A commission investigating Northern Ireland's paramilitary groups has concluded that an "elite robbery team" from the Irish Republican Army was behind not only a $50 million bank job in Belfast in December but three other major robberies last year.
"We have carefully scrutinized all the material of different kinds that has become available to us since the [December] robbery, which leads us to conclude firmly that it was planned and undertaken by the IRA," said the four-member Independent Monitoring Commission in a report to the governments of Great Britain and Ireland.

...

Those incidents, which authorities think were carried out by the IRA's "elite robbery team," included a raid in May at a cash-and-carry store in Dunmurry, where four staff members were held at gunpoint, tied up and gagged, while the robbers made off with more than $2 million in cigarettes, alcohol and electrical items.
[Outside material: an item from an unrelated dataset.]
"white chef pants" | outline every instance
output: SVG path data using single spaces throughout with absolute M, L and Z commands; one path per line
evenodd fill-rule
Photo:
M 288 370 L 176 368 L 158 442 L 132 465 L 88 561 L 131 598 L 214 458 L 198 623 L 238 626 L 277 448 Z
The IRA also was tied to a $4 million robbery at a warehouse in Ardoyne in October and an abduction and a robbery at an Iceland store in Strabane in September.
Those robberies, like the Dec. 20 robbery of the headquarters of the Northern Bank in Belfast in December, used an IRA tactic known as "tiger kidnapping," where the family of an employee of the targeted business is held hostage to ensure his cooperation.
Since April 2004, there have been 11 "tiger kidnappings," at least four of which have been blamed on the IRA. The organization has a long history of supporting its military activities with bank robberies, but it has refrained in recent years as part of the peace process.
If the IRA were in the US it would be subject to RICO, a law passed to control orgtanized crime.